Oxidation (ethanedioic acid is oxidised):

$\text{(COOH)}_2(\text{aq}) \rightarrow 2\text{CO}_2(\text{g}) + 2\text{H}^+(\text{aq}) + 2\text{e}^-$

To combine these half-equations, we need to balance the electrons. The reduction half-equation involves 5 electrons, and the oxidation half-equation involves 2 electrons.
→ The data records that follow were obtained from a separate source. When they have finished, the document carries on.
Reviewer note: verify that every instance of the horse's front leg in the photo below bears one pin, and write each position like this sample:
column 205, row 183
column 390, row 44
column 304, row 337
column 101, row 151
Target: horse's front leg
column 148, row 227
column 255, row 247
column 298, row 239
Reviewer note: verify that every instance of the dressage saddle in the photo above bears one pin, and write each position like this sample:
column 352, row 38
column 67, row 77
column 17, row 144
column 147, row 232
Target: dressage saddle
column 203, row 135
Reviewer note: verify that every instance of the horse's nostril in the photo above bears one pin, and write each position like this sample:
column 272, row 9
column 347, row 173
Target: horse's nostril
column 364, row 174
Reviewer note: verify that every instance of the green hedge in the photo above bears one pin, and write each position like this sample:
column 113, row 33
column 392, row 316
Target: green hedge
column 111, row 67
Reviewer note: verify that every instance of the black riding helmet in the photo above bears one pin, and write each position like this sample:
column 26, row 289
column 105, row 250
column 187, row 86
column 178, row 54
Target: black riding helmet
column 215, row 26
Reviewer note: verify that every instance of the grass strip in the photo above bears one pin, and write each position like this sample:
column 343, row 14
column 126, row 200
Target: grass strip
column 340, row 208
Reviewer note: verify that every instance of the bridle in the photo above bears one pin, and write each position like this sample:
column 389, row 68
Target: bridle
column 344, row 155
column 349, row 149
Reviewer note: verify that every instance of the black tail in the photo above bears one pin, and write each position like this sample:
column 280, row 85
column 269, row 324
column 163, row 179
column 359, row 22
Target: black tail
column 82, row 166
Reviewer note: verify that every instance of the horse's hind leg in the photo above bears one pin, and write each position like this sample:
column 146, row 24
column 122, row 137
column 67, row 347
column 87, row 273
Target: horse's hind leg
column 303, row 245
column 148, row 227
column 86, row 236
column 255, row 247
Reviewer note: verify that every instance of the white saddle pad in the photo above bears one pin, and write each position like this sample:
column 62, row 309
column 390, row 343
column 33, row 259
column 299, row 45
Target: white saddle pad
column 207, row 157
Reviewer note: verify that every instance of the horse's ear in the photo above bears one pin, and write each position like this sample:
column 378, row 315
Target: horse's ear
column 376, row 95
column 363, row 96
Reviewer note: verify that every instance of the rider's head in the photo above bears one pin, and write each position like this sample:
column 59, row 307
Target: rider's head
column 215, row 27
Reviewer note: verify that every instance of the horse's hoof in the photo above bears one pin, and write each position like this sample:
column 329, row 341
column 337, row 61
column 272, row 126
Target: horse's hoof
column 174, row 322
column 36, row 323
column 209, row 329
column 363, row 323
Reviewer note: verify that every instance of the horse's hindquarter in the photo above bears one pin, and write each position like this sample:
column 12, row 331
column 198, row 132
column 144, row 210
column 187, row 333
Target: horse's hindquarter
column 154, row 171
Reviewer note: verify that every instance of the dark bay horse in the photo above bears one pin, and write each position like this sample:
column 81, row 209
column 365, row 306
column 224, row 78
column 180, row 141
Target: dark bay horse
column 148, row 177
The lowest common multiple is 10, so:

• Multiply the reduction half-equation by 2
• Multiply the oxidation half-equation by 5

This gives 10 electrons in each half-equation, which cancel when we add them together:

Overall equation:

$2\text{MnO}_4^-(\text{aq}) + 6\text{H}^+(\text{aq}) + 5\text{(COOH)}_2(\text{aq}) \rightarrow 2\text{Mn}^{2+}(\text{aq}) + 10\text{CO}_2(\text{g}) + 8\text{H}_2\text{O}(\text{l})$

This shows that 2 moles of $\text{MnO}_4^-$ react with 5 moles of $\text{(COOH)}_2$ (a 2:5 ratio).

Procedure:

• A 0.1203 g sample of $\text{(COOH)}_2 \cdot x\text{H}_2\text{O}$ is dissolved in 25.0 cm³ of 1.0 mol dm⁻³ $\text{H}_2\text{SO}_4$ in a conical flask
• The contents of the flask are heated to 60°C (warming speeds up the reaction)
• The hot solution is titrated against 0.0200 mol dm⁻³ $\text{MnO}_4^{2-}$ and 19.10 cm³ are required to reach the end point

Step 1: Calculate the amount of $\text{MnO}_4^-$ that reacted

$n(\text{MnO}_4^-) = c \times \frac{V}{1000} = 0.0200 \times \frac{19.10}{1000} = 3.82 \times 10^{-4} \text{ mol}$

Step 2: Calculate the amount of $\text{(COOH)}_2$ that reacted

From the overall equation, the stoichiometric ratio shows that:

2 mol of $\text{MnO}_4^-$ react with 5 mol of $\text{(COOH)}_2$

Therefore:

$3.82 \times 10^{-4} \text{ mol of } \text{MnO}_4^- \text{ reacts with } 2.5 \times 3.82 \times 10^{-4} = 9.55 \times 10^{-4} \text{ mol of } \text{(COOH)}_2$

Step 3: Determine the value of $x$ and the formula

(i) Calculate the molar mass of $\text{(COOH)}_2 \cdot x\text{H}_2\text{O}$

Using the relationship $n = \frac{m}{M}$ and rearranging to $M = \frac{m}{n}$:

$M(\text{(COOH)}_2 \cdot x\text{H}_2\text{O}) = \frac{0.1203}{9.55 \times 10^{-4}} = 126.0 \text{ g mol}^{-1}$

(ii) Calculate the molar mass of just the anhydrous $\text{(COOH)}_2$ part

Relative atomic masses: C = 12, O = 16, H = 1

$M(\text{(COOH)}_2) = (12.0 + 16.0 + 16.0 + 1.0) \times 2 = 90.0 \text{ g mol}^{-1}$

(iii) Find the mass of water in the hydrated compound

$\text{Mass of } \text{H}_2\text{O} \text{ in } \text{(COOH)}_2 \cdot x\text{H}_2\text{O} = 126.0 - 90.0 = 36.0 \text{ g}$

(iv) Calculate the value of $x$

The molar mass of $\text{H}_2\text{O}$ is 18.0 g mol⁻¹, so:

$x = \frac{36.0}{18.0} = 2$

Therefore, the formula is $\text{(COOH)}_2 \cdot 2\text{H}_2\text{O}$ (ethanedioic acid dihydrate).